The report argues that, contrary to conventional wisdom, the Federal Reserve’s rate hikes have had unintended stimulative effects on the economy. Goyal elucidates three specific mechanisms through which this phenomenon operates:
1. Increased Government Interest Payments: “Rate hikes raised interest payments by the government to the private sector,” Goyal notes. As the Fed raises rates, it increases the interest burden on the government, which has borrowed extensively during the post-COVID period. With the federal debt-to-GDP ratio exceeding 120%, the doubled interest payments now effectively act as a stimulus, channeling approximately $1 trillion annually to the private sector
2. Direct Subsidy to Banking System: The Fed’s policy adjustments have also led to a redistribution of wealth within the financial system. “Rate hikes raised the Fed’s direct subsidy to the banking system,” states Goyal. This has occurred as the yield curve inversion resulted in the Fed incurring losses on its balance sheet, losses that directly benefit the banking sector, translating to an estimated $150 billion annual subsidy.
3. Induced Housing Construction Boom: The rate hikes have paradoxically stimulated the housing market. “Rate hikes induced a housing construction boom,” according to Goyal. As higher rates discourage existing homeowners from selling, the only viable option to meet housing demand is new construction, a sector with one of the highest GDP multipliers.
Goyal’s insights underline a critical misalignment in the Fed’s current approach against the backdrop of substantial fiscal interventions since the pandemic. “The traditional monetary policy framework is breaking down under the weight of fiscal dominance,” Goyal concludes, suggesting an environment that could favor non-traditional assets like Bitcoin.

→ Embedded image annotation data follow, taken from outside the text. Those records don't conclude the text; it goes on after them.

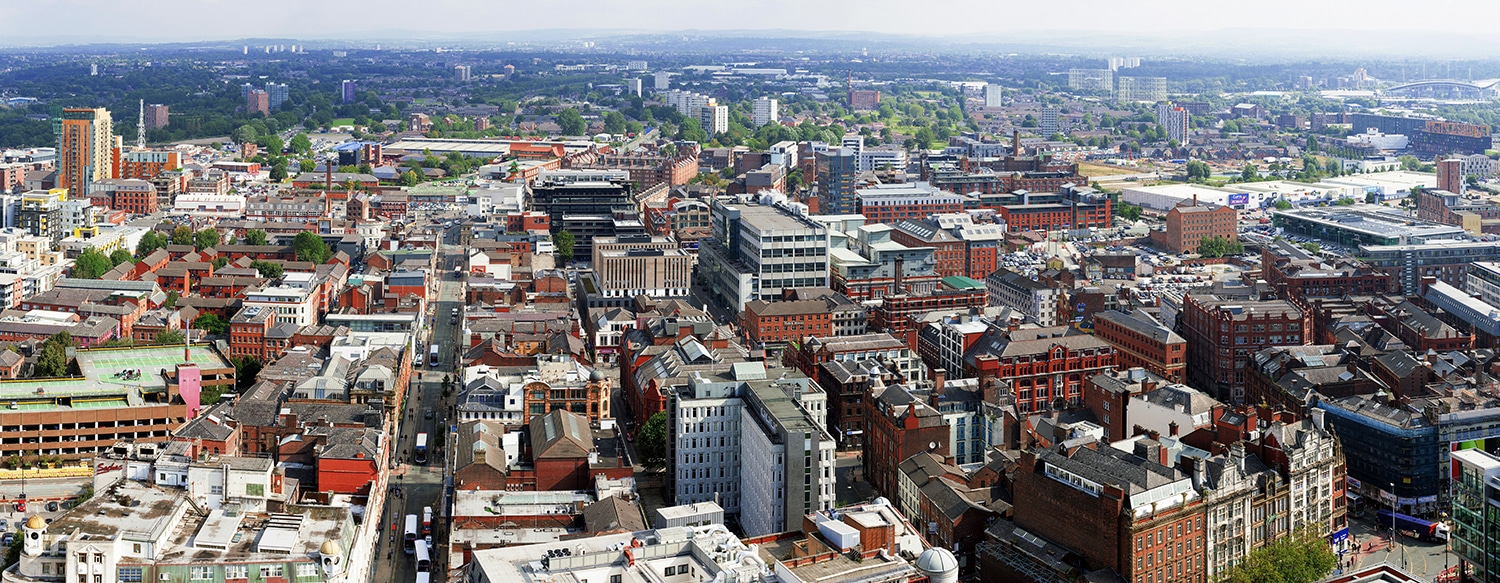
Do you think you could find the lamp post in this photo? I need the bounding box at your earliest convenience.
[1391,483,1406,567]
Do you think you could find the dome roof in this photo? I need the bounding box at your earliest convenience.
[915,547,959,574]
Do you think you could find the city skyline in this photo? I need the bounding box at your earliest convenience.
[0,0,1500,52]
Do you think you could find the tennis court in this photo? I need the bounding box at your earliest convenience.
[77,346,230,387]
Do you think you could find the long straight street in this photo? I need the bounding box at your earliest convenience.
[374,220,464,583]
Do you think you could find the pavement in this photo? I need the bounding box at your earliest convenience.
[834,451,876,507]
[1344,510,1458,582]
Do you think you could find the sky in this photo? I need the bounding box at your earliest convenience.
[0,0,1500,45]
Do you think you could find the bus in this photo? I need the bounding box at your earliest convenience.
[417,540,432,573]
[402,514,417,555]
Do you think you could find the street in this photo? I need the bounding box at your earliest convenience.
[1344,511,1458,580]
[375,214,464,583]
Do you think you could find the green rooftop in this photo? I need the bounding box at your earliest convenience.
[942,276,984,289]
[0,345,233,401]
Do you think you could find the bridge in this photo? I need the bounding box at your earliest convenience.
[1385,79,1500,97]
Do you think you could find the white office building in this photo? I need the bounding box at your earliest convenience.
[752,97,780,127]
[860,147,906,172]
[668,361,836,537]
[698,199,828,312]
[245,286,318,325]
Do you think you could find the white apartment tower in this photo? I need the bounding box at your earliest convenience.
[1041,105,1062,138]
[752,97,780,127]
[984,82,1004,108]
[698,105,729,138]
[1157,102,1188,145]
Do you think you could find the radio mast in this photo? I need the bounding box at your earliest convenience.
[135,99,146,150]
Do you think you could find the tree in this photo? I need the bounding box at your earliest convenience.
[558,108,588,135]
[110,249,135,265]
[230,124,260,145]
[636,411,666,469]
[72,247,114,279]
[1187,160,1214,181]
[552,231,573,262]
[291,133,312,154]
[156,330,186,345]
[605,111,626,133]
[32,331,74,378]
[192,313,230,336]
[171,225,192,244]
[1199,237,1245,258]
[291,231,333,265]
[135,231,167,258]
[251,261,285,279]
[1224,529,1338,583]
[192,226,219,250]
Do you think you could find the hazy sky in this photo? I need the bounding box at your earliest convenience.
[0,0,1500,45]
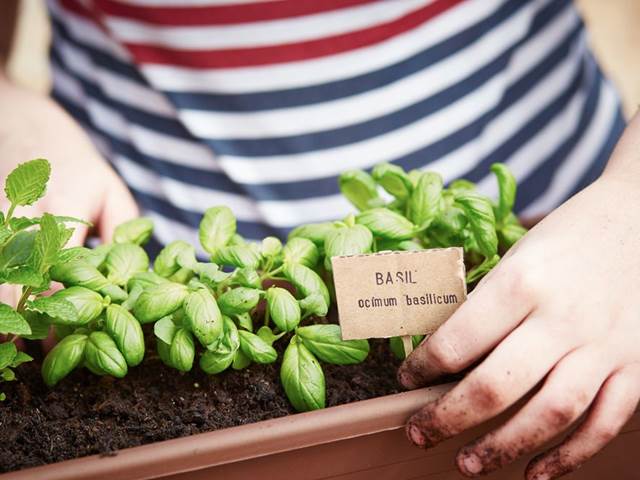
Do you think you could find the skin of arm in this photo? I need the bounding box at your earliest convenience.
[398,110,640,480]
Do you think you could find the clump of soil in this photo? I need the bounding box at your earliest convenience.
[0,340,399,472]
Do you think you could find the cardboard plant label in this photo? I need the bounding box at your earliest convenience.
[331,248,467,340]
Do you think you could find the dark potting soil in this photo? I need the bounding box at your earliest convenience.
[0,340,399,472]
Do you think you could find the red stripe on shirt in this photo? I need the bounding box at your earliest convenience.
[125,0,463,68]
[95,0,372,26]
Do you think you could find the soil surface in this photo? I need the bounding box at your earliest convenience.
[0,340,399,472]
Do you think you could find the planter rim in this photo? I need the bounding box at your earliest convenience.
[5,383,454,480]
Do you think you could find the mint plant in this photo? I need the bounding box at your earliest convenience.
[21,160,526,411]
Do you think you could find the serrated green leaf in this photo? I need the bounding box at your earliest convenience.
[0,303,31,335]
[4,158,51,206]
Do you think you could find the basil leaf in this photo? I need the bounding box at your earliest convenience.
[288,222,336,248]
[491,163,516,224]
[153,316,178,345]
[184,289,223,346]
[299,293,329,317]
[338,170,379,210]
[389,335,424,360]
[0,342,18,370]
[267,287,300,332]
[324,225,373,271]
[133,282,189,323]
[407,172,443,230]
[32,296,81,325]
[211,244,262,269]
[282,237,320,268]
[260,237,282,257]
[47,287,105,325]
[356,208,416,240]
[200,206,236,254]
[371,163,413,200]
[218,287,262,316]
[42,334,89,387]
[0,303,31,335]
[297,325,369,365]
[284,263,331,305]
[200,350,236,375]
[238,330,278,364]
[169,328,196,372]
[104,243,149,285]
[455,193,498,258]
[4,158,51,206]
[233,267,262,289]
[84,332,128,378]
[153,240,196,278]
[104,304,144,367]
[113,217,153,245]
[280,335,326,412]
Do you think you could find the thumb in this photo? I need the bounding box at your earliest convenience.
[98,178,140,243]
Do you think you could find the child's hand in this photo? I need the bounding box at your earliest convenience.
[399,111,640,480]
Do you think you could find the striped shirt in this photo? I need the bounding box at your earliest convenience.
[49,0,624,256]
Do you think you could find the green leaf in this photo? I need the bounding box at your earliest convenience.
[153,316,178,345]
[0,303,31,335]
[32,296,81,325]
[0,230,37,270]
[113,217,153,245]
[491,163,517,224]
[184,289,224,346]
[260,237,282,257]
[42,334,89,387]
[84,332,128,378]
[267,287,300,332]
[133,282,189,323]
[280,335,326,412]
[153,240,196,278]
[218,287,262,316]
[169,328,196,372]
[288,222,336,248]
[407,172,443,230]
[4,158,51,206]
[238,330,278,364]
[104,243,149,285]
[104,304,144,367]
[0,342,18,370]
[356,208,416,240]
[233,267,262,289]
[51,287,105,326]
[371,163,413,200]
[284,263,331,305]
[199,206,236,254]
[20,310,50,340]
[338,170,379,210]
[299,293,329,317]
[11,352,33,368]
[297,324,369,365]
[324,225,373,271]
[456,193,498,258]
[211,244,262,269]
[0,266,46,288]
[282,237,320,268]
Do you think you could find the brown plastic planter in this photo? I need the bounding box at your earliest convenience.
[5,384,640,480]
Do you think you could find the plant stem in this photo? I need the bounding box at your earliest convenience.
[16,287,33,313]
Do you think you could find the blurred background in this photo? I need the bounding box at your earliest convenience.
[5,0,640,117]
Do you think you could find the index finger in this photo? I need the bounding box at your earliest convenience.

Echoing Goyal’s findings, crypto expert Will Clemente highlighted the broader implications for cryptocurrencies on X (formerly Twitter), stating, “With debt/GDP as high as it is, we’re in a backwards world where high rates mean interest payments on debt are stimmy checks for people that buy assets—~$1T will be paid out in 2024. Big picture is very constructive for the internet coins.”
At press time, BTC traded at $61,173.